I Francescani in Terra Santa

Tra i più noti archeologi cattolici che hanno operato in Palestina spicca la figura di un frate minore di origine toscana, il padre Bellarmino Bagatti (1905-1990). Questi, al monte Nebo, così come nell’area vicina al lago di Galilea, o ad Ain Karim, a Emmaus-Qubeibeh e a Nazaret, imparò e poi insegnò a seguire con criterio storico uno scavo. Lo fece, raccordando tra loro memorie di pellegrini e risultati archeologici che fanno di un luogo venerato di Palestina un testimone delle vicende di questa terra e della fede cristiana.

In tale ambito si deve ricordare che gli scavi presso il “Dominus Flevit” (sul pendio del monte degli Ulivi), con la scoperta di ossuari nelle tombe giudaiche del I-III secolo, avevano fatto entrare anche lo Studium Biblicum Franciscanum nel dibattito sulle origini cristiane, innescato o rinverdito anche dalla scoperta di manoscritti ritrovati nelle grotte di Qumran.

L’ipotesi dell’origine giudeo-cristiana di alcuni nomi e segni incisi sulle pareti di pietra riaprì il problema inevitabile della presenza cristiana a Gerusalemme e in terra palestinese nei primi tre secoli.

Riscoprire la primitiva comunità cristiana di Terra Santa significava individuare un collegamento tra i santuari costruiti dal IV secolo in poi e la predicazione di Gesù e degli Apostoli.

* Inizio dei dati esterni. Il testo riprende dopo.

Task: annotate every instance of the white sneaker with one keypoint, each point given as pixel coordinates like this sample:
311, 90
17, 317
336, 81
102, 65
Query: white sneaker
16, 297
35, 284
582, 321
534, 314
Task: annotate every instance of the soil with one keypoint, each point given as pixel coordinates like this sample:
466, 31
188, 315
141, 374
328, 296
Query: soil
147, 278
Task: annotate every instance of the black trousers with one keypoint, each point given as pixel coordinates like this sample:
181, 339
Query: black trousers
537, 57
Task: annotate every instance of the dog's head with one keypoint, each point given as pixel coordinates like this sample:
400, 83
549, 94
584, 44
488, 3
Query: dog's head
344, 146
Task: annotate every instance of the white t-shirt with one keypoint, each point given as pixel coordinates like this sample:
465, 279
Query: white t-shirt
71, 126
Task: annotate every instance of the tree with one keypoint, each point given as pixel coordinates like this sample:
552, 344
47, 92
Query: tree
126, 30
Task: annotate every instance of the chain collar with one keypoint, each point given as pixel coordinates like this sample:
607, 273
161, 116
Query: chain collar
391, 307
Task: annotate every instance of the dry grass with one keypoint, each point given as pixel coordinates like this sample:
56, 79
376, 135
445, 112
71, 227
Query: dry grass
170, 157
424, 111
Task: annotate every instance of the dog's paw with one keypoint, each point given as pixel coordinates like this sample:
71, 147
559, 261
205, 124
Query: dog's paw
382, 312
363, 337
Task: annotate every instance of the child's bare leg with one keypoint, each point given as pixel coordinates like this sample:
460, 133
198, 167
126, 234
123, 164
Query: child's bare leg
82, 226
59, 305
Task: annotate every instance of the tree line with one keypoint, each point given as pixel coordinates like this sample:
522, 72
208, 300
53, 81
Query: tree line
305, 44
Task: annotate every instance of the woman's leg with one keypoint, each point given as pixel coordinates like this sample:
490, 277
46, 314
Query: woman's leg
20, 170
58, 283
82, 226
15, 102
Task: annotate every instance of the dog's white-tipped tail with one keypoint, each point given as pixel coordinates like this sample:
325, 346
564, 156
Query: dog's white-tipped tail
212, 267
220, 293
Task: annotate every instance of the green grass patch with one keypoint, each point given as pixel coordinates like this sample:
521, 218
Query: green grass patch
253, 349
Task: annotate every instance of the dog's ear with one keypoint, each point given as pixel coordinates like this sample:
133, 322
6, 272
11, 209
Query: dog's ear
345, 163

Si trattava di un percorso non facile che padre Bagatti seppe affrontare con notevole entusiasmo.

La Grotta di Nazaret

Le sue maggiori soddisfazioni furono a Nazaret, nel periodo 1955-1960. Qui, ove una Grotta è quanto rimane della Santa Casa (la parte in muratura è a Loreto), gravava da tempo un dubbio non marginale: l’ambiente poteva essere stato usato, con altre attigue cavità, per delle sepolture. In tal caso il luogo dell’Annunciazione non era autentico. Non era infatti possibile che un ebreo, per i costumi giudaici, potesse abitare in un luogo cimiteriale.

Ma la scoperta di sili domestici, usati dalle famiglie del tempo per conservare le derrate alimentari, il ritrovamento di cisterne d’acqua, di molte piccole lucerne (illuminavano gli ambienti delle abitazioni), il rinvenimento di ceramiche di cucina e di focolari ricavati ai piedi delle pareti, con la deduzione che le tombe si trovavano fuori del villaggio (dove ora sorgono le abitazioni di recente costruzione) hanno gettato una prima luce sull’autenticità della Casa della Vergine Maria.

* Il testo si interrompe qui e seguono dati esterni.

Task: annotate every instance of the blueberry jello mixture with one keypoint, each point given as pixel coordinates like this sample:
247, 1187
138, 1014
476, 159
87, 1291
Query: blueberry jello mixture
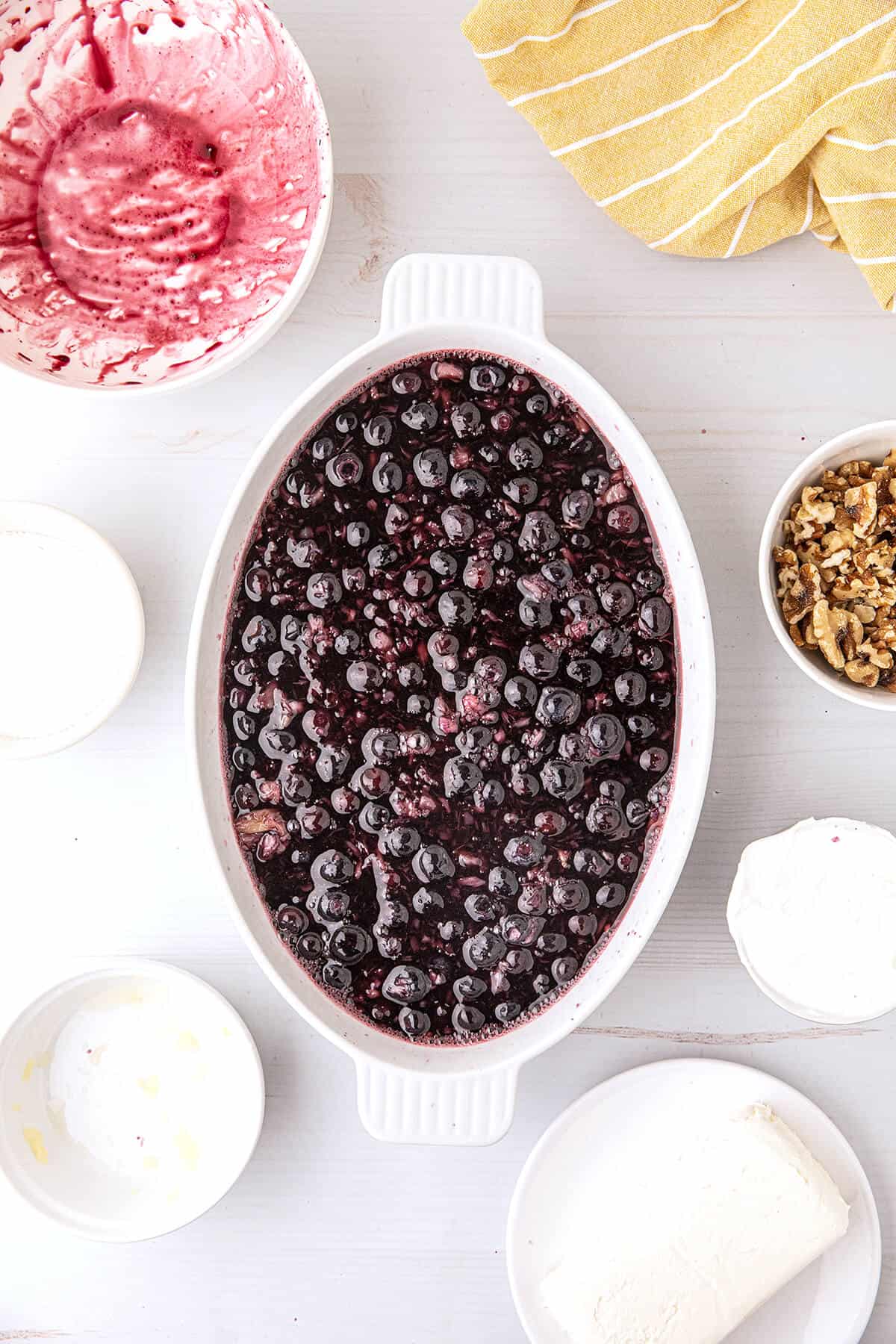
449, 697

Sono seguite poi altre prove a favore. Ad esempio vani scavati nel suolo roccioso, forse adibiti un tempo ad usi domestici. Questi saranno utilizzati, più tardi, per il culto cristiano. Lo attestano un battistero e dei graffiti. Sopra questi vani furono innalzati nel tempo cinque luoghi di culto. Si incominciò con una chiesa in forma sinagogale, con facciata rivolta verso Gerusalemme, costruita tra il II e il III secolo da cristiani di ceppo ebraico, tra cui emergono i “parenti del Signore” che erano a capo della Chiesa. Nel V secolo fu poi edificata una chiesa bizantina, quindi un tempio crociato, e nel 1730 una chiesa francescana.

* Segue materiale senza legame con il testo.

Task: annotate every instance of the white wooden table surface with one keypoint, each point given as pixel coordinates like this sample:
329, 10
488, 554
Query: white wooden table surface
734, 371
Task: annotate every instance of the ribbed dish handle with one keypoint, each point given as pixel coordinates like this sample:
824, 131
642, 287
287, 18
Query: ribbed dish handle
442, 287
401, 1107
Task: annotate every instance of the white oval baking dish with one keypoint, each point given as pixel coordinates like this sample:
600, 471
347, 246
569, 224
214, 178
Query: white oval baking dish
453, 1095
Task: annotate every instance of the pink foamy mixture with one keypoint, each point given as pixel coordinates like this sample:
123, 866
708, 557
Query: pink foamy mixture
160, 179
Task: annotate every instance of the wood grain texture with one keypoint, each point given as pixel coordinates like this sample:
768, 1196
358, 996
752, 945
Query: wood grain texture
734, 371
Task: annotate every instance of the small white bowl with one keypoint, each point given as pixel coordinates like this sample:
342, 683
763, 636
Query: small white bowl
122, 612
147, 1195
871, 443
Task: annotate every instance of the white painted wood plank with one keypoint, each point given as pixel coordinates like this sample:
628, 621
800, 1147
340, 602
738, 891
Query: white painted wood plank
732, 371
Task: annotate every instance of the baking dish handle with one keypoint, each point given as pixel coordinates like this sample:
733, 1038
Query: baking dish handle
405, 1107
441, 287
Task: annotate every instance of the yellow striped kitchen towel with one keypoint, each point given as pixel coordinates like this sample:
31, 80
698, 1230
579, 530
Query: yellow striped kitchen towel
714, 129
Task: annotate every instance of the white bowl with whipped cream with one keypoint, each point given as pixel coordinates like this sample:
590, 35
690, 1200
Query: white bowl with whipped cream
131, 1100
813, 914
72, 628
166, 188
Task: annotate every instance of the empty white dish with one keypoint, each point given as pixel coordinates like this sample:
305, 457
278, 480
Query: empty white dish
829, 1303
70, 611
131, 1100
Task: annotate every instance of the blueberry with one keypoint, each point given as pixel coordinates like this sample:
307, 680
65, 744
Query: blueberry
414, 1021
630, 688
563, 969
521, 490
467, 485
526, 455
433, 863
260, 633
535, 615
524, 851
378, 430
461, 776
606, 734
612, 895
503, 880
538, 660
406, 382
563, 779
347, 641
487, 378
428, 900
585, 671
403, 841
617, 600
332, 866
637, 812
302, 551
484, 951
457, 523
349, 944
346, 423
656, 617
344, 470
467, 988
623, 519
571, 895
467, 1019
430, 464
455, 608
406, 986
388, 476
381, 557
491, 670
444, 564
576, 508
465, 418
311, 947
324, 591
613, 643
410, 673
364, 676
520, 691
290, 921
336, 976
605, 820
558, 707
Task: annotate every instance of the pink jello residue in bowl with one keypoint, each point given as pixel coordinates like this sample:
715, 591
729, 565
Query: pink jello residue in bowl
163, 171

La scoperta dell’Ave Maria in greco

Nel corso della ricerca archeologica si arrivò a una scoperta notevole: fu individuato su di una base di colonna della chiesa-sinagoga un graffito con la scritta in greco: “Ave Maria” (XE MAPIA), risalente al II-III secolo, ora conservato nel vicino museo (le prime due lettere sono sormontate da una sbarra). E sempre a Nazaret venne individuata anche un’altra incisione: “Sul santo luogo di Maria ho scritto”. Trattasi della testimonianza di un pellegrino che scrive per benedizione dopo essere arrivato a pregare nel luogo della Casa della Vergine.

Mentre anche un secondo dubbio fu superato (qualcuno riteneva che il riferimento a Maria potesse indicare una divinità femminile pagana), ci si rese conto che l’espressione usata dall’angelo Gabriele (Ave Maria, nel senso di Rallegrati) era ormai fortemente radicata nel cuore dei fedeli fino a segnare la prima preghiera alla Madonna, la prima invocazione, il primo atto di affidamento. Questa propensione dei cristiani a confidare in Colei che ha accolto per prima il Redentore troverà conferma anche in un’altra scoperta.

La vicenda del “Sub tuum praesidium”

Agli inizi del XX secolo venne trovato in Egitto, ad Alessandria, un papiro del III secolo con il più antico inno (tropàrion) alla Beata Vergine Maria. Una traduzione può essere:

«Sotto la tua protezione (o “All’ombra delle tue ali”)
/ troviamo rifugio,
/ Santa Madre di Dio:
/ non disprezzare le suppliche
/ di noi che siamo nella prova,
/ e liberaci da ogni pericolo,
/ o Vergine gloriosa e benedetta».

Lungo tutto il testo si riscontra la stessa situazione spirituale manifestata nei salmi ove l’orante invoca l’aiuto immediato del Signore, rifugio e liberatore del credente che ricorre a Dio per sfuggire ai pericoli che lo minacciano.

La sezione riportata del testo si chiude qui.